Klub, który rok temu wrócił do Championship, bierze tym samym przykład z dwóch produkcji powiązanych z angielskimi klubami niższego szczebla. Sporym sukcesem okazały się zarówno „Sunderland Till I Die” na platformie Netflix, jak i „Welcome To Wrexham” na Disney+. Prezes walijskiego klubu z League One, Shaun Harvey, stwierdził na początku tego roku, że pięć tysięcy amerykańskich gospodarstw domowych wykupiło roczną subskrypcję umożliwiającą oglądanie meczów tej drużyny na żywo.

Podopieczni Rooneya w tym sezonie nie radzą sobie zbyt rewelacyjnie. Zanotowali jedynie pięć wygranych w 17 meczach i zajmują 18. miejsce w Championship. Najlepszy strzelec Manchesteru United w historii z kolei ma za sobą fatalny czas w Birmingham City (83 dni), po którym próbuje odzyskać utracone zaufanie wśród angielskiej piłkarskiej opinii publicznej. Wcześniej był gracz United pracował choćby w DC United czy Derby County. W tym drugim klubie zaimponował.

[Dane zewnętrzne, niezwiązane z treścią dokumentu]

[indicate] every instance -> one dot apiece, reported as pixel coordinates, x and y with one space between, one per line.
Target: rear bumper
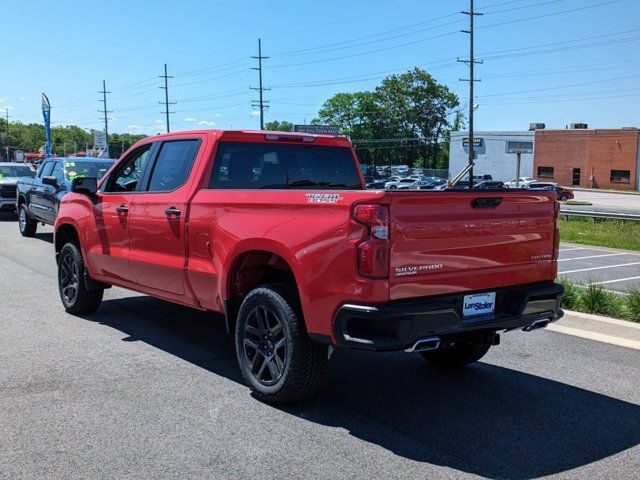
399 324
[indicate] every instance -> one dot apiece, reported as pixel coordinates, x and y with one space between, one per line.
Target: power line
471 62
166 102
105 111
261 89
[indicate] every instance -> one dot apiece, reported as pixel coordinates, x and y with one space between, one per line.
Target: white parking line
599 268
591 256
599 337
617 280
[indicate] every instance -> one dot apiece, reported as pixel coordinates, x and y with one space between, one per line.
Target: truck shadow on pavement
485 420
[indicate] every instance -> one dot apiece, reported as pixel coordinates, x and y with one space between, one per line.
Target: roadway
606 201
146 389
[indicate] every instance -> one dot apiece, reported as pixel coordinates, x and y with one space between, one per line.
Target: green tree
402 121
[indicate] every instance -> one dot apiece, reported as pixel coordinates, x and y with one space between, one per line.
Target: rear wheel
457 355
73 290
26 224
277 358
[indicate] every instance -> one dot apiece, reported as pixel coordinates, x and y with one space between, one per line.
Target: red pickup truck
277 231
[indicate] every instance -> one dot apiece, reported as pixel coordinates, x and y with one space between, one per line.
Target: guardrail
594 215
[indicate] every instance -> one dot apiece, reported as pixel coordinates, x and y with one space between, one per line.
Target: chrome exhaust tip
538 324
424 345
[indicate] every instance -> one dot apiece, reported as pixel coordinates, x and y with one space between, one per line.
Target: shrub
633 304
595 299
571 294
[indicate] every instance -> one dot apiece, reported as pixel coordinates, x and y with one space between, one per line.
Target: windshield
16 171
86 169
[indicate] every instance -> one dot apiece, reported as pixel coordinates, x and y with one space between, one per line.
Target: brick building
607 159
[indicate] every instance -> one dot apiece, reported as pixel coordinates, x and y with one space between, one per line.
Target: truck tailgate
456 241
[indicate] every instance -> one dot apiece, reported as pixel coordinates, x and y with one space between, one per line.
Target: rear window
243 165
16 171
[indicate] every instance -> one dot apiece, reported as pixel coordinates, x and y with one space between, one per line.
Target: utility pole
262 104
471 63
166 102
106 112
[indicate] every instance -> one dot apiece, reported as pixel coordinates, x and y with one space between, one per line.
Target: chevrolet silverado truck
38 197
277 232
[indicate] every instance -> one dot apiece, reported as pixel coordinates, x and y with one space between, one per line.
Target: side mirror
84 185
50 180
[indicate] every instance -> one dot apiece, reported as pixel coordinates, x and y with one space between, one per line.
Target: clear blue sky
552 61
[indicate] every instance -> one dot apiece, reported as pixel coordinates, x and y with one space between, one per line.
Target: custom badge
323 197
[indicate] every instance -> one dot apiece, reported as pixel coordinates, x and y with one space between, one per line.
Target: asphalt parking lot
615 270
606 201
147 389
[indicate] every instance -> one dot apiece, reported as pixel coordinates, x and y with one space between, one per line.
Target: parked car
38 198
9 175
302 258
402 183
522 183
563 193
488 184
376 185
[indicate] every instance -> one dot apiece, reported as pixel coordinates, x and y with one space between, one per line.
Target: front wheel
277 359
26 224
73 290
457 355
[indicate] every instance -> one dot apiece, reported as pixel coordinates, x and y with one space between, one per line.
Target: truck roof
261 135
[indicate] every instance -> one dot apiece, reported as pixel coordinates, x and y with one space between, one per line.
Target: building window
545 172
620 176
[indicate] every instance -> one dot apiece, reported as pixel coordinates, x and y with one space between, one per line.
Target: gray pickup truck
38 198
9 175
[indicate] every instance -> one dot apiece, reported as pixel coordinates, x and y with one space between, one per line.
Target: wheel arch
250 268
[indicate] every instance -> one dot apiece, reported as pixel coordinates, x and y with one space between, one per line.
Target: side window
173 165
46 169
58 173
125 178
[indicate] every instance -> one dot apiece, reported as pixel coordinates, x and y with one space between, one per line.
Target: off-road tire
458 355
305 362
83 302
26 224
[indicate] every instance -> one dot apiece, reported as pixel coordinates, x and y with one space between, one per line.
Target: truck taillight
373 251
556 231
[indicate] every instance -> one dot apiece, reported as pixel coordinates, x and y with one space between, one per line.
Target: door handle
172 212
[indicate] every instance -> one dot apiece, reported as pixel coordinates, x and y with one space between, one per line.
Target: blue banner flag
46 113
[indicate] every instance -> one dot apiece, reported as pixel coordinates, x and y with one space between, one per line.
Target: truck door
36 193
158 216
110 255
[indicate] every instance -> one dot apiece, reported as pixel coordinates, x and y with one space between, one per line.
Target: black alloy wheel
265 345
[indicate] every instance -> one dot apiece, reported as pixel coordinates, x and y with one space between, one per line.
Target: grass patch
604 233
595 299
633 305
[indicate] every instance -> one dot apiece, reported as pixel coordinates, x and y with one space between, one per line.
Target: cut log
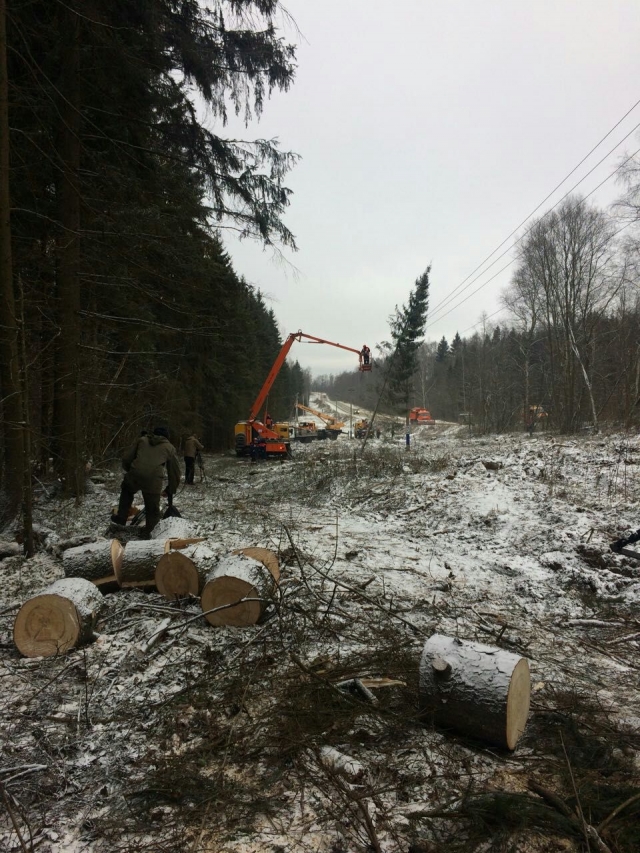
183 573
268 558
478 690
9 549
237 577
138 567
60 618
98 562
175 528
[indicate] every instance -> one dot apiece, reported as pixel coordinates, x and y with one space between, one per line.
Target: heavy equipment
253 430
361 428
420 416
333 427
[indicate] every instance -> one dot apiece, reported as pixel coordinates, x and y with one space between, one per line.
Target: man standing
191 447
144 463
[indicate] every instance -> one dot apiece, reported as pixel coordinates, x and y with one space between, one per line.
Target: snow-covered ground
218 738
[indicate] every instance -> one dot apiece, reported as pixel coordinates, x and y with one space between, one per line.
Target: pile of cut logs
481 691
234 589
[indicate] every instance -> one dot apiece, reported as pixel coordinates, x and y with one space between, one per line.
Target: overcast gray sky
428 131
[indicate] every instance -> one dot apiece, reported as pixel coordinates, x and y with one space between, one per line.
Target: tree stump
180 573
60 618
478 690
139 563
97 562
237 577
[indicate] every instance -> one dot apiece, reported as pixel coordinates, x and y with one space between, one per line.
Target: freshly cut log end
177 576
478 690
268 558
98 562
60 618
180 544
518 700
237 577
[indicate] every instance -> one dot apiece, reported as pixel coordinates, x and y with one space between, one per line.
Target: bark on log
60 618
9 549
183 573
478 690
139 563
97 562
175 528
234 578
268 558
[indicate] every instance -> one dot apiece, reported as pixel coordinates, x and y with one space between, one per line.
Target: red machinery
420 416
254 431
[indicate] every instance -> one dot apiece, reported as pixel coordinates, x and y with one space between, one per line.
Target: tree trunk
66 403
242 587
475 689
10 391
60 618
181 573
98 562
139 561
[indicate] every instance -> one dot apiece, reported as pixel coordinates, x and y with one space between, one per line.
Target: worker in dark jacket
191 447
144 463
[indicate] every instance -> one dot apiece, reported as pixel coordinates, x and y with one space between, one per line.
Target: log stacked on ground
478 690
268 558
139 561
59 618
183 573
180 573
175 528
97 562
9 549
237 591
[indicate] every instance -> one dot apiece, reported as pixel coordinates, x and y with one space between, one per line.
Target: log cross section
478 690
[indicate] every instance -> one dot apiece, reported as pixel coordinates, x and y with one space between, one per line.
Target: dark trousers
151 504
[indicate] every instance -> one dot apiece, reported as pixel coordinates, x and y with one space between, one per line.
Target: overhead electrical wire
452 295
615 234
458 289
522 236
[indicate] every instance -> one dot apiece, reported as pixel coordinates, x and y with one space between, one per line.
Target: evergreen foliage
119 194
407 329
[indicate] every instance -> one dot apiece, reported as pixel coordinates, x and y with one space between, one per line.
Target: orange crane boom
246 430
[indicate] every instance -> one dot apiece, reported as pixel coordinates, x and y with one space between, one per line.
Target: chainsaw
619 546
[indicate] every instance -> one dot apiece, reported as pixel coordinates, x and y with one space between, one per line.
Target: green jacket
191 446
144 462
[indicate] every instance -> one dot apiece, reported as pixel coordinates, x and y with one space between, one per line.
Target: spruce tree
407 330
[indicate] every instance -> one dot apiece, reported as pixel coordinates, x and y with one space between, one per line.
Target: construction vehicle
253 430
333 427
361 428
420 416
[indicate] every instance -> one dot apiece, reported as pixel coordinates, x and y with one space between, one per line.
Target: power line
595 147
484 319
522 236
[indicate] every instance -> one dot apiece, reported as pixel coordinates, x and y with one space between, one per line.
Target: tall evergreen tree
407 331
443 349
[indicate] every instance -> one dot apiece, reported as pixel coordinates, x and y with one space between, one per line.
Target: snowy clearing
237 739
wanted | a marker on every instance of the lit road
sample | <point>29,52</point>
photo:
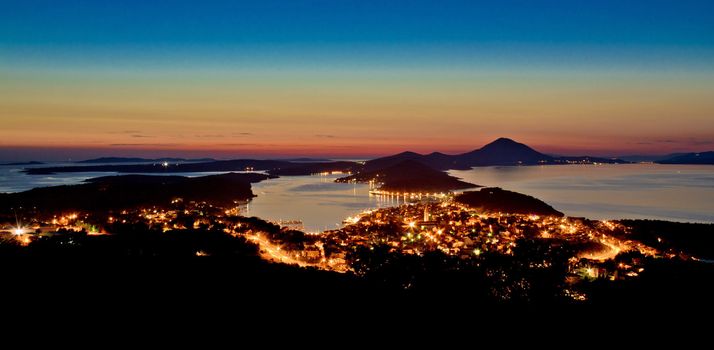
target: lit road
<point>272,252</point>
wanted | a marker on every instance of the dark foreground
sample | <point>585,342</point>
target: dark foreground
<point>141,269</point>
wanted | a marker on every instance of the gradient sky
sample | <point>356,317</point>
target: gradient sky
<point>353,78</point>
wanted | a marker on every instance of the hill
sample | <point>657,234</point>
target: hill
<point>140,160</point>
<point>274,166</point>
<point>410,176</point>
<point>502,151</point>
<point>116,192</point>
<point>494,199</point>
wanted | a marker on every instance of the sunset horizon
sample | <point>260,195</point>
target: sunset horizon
<point>310,157</point>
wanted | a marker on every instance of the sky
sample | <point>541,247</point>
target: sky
<point>353,78</point>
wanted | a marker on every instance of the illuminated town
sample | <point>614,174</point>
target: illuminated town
<point>432,224</point>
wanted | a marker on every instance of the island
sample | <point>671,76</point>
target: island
<point>497,200</point>
<point>409,176</point>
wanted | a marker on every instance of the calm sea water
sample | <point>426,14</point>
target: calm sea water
<point>318,201</point>
<point>643,191</point>
<point>667,192</point>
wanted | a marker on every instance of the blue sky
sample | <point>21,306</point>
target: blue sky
<point>283,30</point>
<point>599,77</point>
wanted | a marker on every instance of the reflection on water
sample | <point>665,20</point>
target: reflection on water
<point>647,191</point>
<point>318,201</point>
<point>667,192</point>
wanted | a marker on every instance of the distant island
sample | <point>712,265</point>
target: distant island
<point>141,160</point>
<point>23,163</point>
<point>127,191</point>
<point>409,176</point>
<point>502,151</point>
<point>497,200</point>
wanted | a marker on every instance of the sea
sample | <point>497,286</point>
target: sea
<point>683,193</point>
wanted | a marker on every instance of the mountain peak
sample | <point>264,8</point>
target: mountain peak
<point>504,142</point>
<point>504,151</point>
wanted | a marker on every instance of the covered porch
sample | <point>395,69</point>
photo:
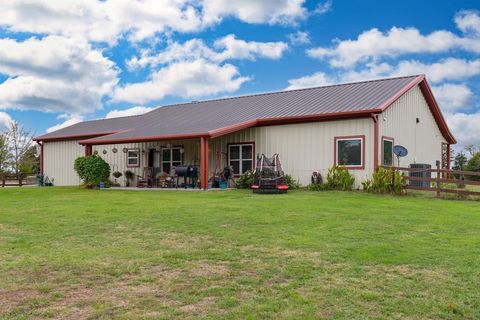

W Birmingham City za to kibice oskarżali dyrektora generalnego Gary’ego Cooka o „kolesiostwo” i sprawienie pracy Rooneyowi po amerykańskiej znajomości. Od początku Wayne był niechciany. Fani tęsknili za zwolnionym Johnem Eustace’em, który zostawił klub w strefie play-off. Rooney „popchnął” go w okolicę strefy spadkowej z  żenującym ligowym bilansem 2-4-9. Finalnie Birmingham spadło z Championship.